Parametric bootstrap for mixed-effects models

Author

Phillip Alday, Douglas Bates, and Reinhold Kliegl

Published

2022-09-27

The speed of MixedModels.jl relative to its predecessors makes the parametric bootstrap much more computationally tractable. This is valuable because the parametric bootstrap can be used to produce more accurate confidence intervals than methods based on standard errors or profiling of the likelihood surface.

This page is adapted from the MixedModels.jl docs

The parametric bootstrap

Bootstrapping is a family of procedures for generating sample values of a statistic, allowing for visualization of the distribution of the statistic or for inference from this sample of values. Bootstrapping also belongs to a larger family of procedures called resampling, which are based on creating new samples of data from an existing one, then computing statistics on the new samples, in order to examine the distribution of the relevant statistics.

A parametric bootstrap is used with a parametric model, m, that has been fit to data. The procedure is to simulate n response vectors from m using the estimated parameter values and refit m to these responses in turn, accumulating the statistics of interest at each iteration.
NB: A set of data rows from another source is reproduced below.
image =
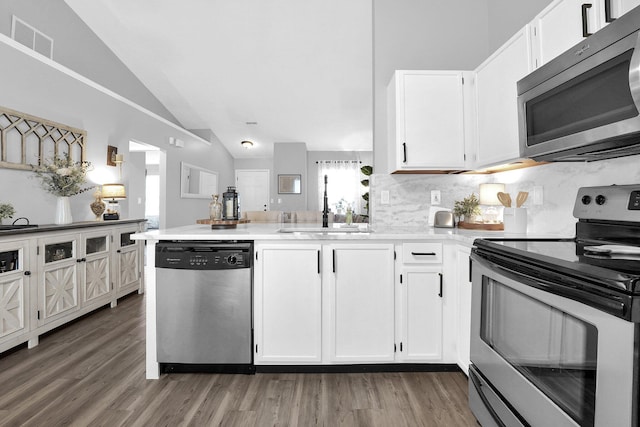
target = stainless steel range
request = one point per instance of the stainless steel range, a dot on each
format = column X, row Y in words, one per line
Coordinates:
column 555, row 323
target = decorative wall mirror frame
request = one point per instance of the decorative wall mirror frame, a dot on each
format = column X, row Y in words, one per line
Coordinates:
column 289, row 184
column 197, row 182
column 27, row 140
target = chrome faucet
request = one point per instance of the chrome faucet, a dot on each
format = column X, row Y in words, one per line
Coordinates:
column 325, row 210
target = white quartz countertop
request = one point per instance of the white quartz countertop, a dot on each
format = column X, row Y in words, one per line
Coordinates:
column 339, row 232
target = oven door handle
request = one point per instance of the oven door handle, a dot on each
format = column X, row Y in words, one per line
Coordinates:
column 608, row 303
The parameters of a LinearMixedModel object are the fixed-effects parameters, β, the standard deviation, σ, of the per-observation noise, and the covariance parameter, θ, that defines the variance-covariance matrices of the random effects. A technical description of the covariance parameter can be found in the MixedModels.jl docs. Lisa Schwetlick and Daniel Backhaus have provided a more beginner-friendly description of the covariance parameter in the documentation for MixedModelsSim.jl. For today’s purposes – looking at the uncertainty in the estimates from a fitted model – we can simply use values from the fitted model, but we will revisit the parametric bootstrap as a convenient way to simulate new data, potentially with different parameter values, for power analysis.
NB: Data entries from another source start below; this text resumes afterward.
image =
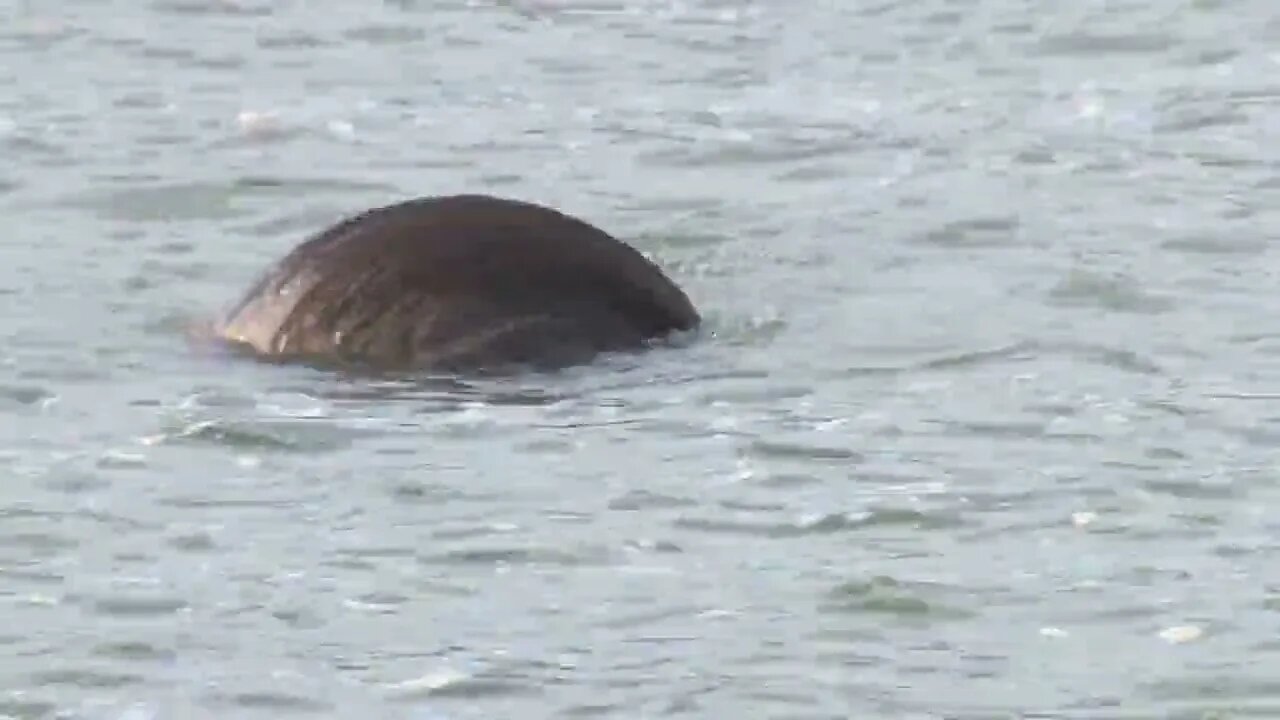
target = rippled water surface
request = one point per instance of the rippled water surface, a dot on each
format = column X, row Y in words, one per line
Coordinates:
column 983, row 423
For example, a simple linear mixed-effects model for the Dyestuff data in the lme4 package for R is fit by

using AlgebraOfGraphics
using CairoMakie
using DataFrames
using MixedModels
using MixedModelsMakie
using ProgressMeter
using Random

using AlgebraOfGraphics: AlgebraOfGraphics as AoG
CairoMakie.activate!(; type="svg") # use SVG (other options include PNG)
ProgressMeter.ijulia_behavior(:clear);

Note that the precise stream of random numbers generated for a given seed can change between Julia versions. For exact reproducibility, you either need to have the exact same Julia version or use the StableRNGs package.
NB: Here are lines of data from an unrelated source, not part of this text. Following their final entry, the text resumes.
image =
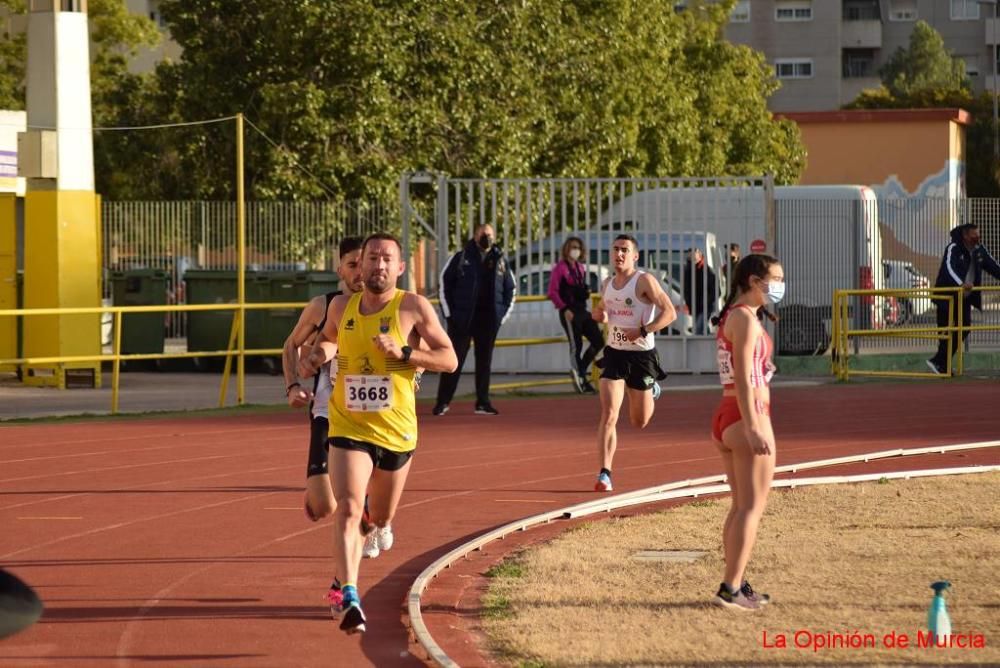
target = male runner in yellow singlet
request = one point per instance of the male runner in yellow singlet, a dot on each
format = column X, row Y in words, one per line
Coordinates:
column 372, row 408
A model of moderate complexity

The kb07 data (Kronmüller & Barr, 2007) are one of the datasets provided by the MixedModels package.

kb07 = MixedModels.dataset(:kb07)
Arrow.Table with 1789 rows, 7 columns, and schema:
 :subj      String
 :item      String
 :spkr      String
 :prec      String
 :load      String
 :rt_trunc  Int16
 :rt_raw    Int16

Convert the table to a DataFrame for summary.

kb07 = DataFrame(kb07)
describe(kb07)

7 rows × 7 columns

variablemeanminmedianmaxnmissingeltype
SymbolUnion…AnyUnion…AnyInt64DataType
1subjS030S1030String
2itemI01I320String
3spkrnewold0String
4precbreakmaintain0String
5loadnoyes0String
6rt_trunc2182.25791940.051710Int16
7rt_raw2226.245791940.0159230Int16

The experimental factors; spkr, prec, and load, are two-level factors.

contrasts = Dict(:spkr => EffectsCoding(),
                 :prec => EffectsCoding(),
                 :load => EffectsCoding(),
                 :subj => Grouping(),
                 :item => Grouping())
Dict{Symbol, StatsModels.AbstractContrasts} with 5 entries:
  :item => Grouping()
  :spkr => EffectsCoding(nothing, nothing)
  :load => EffectsCoding(nothing, nothing)
  :prec => EffectsCoding(nothing, nothing)
  :subj => Grouping()

The EffectsCoding contrast is used with these to create a ±1 encoding. Furthermore, Grouping constrasts are assigned to the subj and item factors. This is not a contrast per-se but an indication that these factors will be used as grouping factors for random effects and, therefore, there is no need to create a contrast matrix. For large numbers of levels in a grouping factor, an attempt to create a contrast matrix may cause memory overflow.

It is not important in these cases but a good practice in any case.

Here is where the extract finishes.